Several vendors said sales have already fallen by 50 percent since last year as the “surge” troops that began arriving in 2009 have departed. The amount of military goods available to be pilfered has dropped, they said, and prices have gone up. Also, fewer foreign development workers come to shop for familiar Western brands.
“If Obama had announced, ‘I don’t want to withdraw the soldiers,’ business would grow,” said Sabor, 47, who goes by one name and is among the Afghans who oppose a pullout, despite President Hamid Karzai’s fervid argument — repeated last week — that it is long overdue.
Sabor credited the 11-year U.S. presence with bringing his war-ravaged country increased security, opportunities for girls and women, and a functional government.
“Some people say that Americans should leave this country, but it is a loss for us,” he said.
Others in the bazaar, like 20-year-old Samiullah, clad in a T-shirt sporting a fake U.S. Army logo, said they trust their fates to a power higher than the American greenback.

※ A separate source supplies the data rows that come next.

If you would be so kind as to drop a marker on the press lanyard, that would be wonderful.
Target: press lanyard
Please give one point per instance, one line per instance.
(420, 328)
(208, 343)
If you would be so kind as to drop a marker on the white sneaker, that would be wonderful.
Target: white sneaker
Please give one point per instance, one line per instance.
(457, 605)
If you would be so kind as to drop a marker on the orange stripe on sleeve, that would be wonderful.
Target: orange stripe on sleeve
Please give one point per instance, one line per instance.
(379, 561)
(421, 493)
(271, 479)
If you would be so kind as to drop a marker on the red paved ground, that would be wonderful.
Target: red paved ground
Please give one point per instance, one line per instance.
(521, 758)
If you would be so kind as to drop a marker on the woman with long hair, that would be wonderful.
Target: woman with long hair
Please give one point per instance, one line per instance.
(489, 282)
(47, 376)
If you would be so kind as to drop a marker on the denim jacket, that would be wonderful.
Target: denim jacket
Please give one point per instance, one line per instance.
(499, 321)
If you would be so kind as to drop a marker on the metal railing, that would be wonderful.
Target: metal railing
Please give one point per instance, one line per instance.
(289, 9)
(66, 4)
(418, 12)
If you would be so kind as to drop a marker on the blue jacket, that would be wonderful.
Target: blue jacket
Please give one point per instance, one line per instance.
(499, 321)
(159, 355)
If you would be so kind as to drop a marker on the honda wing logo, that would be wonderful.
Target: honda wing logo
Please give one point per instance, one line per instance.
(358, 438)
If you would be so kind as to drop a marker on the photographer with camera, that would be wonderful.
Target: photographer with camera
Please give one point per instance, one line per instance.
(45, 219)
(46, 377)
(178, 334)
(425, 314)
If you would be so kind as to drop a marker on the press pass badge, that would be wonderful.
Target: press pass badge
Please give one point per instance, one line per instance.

“God is kind, and if Obama doesn’t give us bread, God will give us bread,” he said.
Five-finger discounts
A warren of some 600 shops and stalls, Bush Market also exemplifies in miniature the massive corruption that has flourished with the flow of hundreds of billions of dollars in military and development aid to Afghanistan, where skimming Yankee dollars is common from the very top social rungs on down.
Most shopkeepers expressed ignorance about the origin of their goods. But as one longtime merchant explained, Afghans who get military-base jobs are ingenious when it comes to obtaining five-finger discounts on bulk items.
Trash trucks leave U.S. installations with crates of supplies concealed under tarps, said the merchant, who declined to be identified.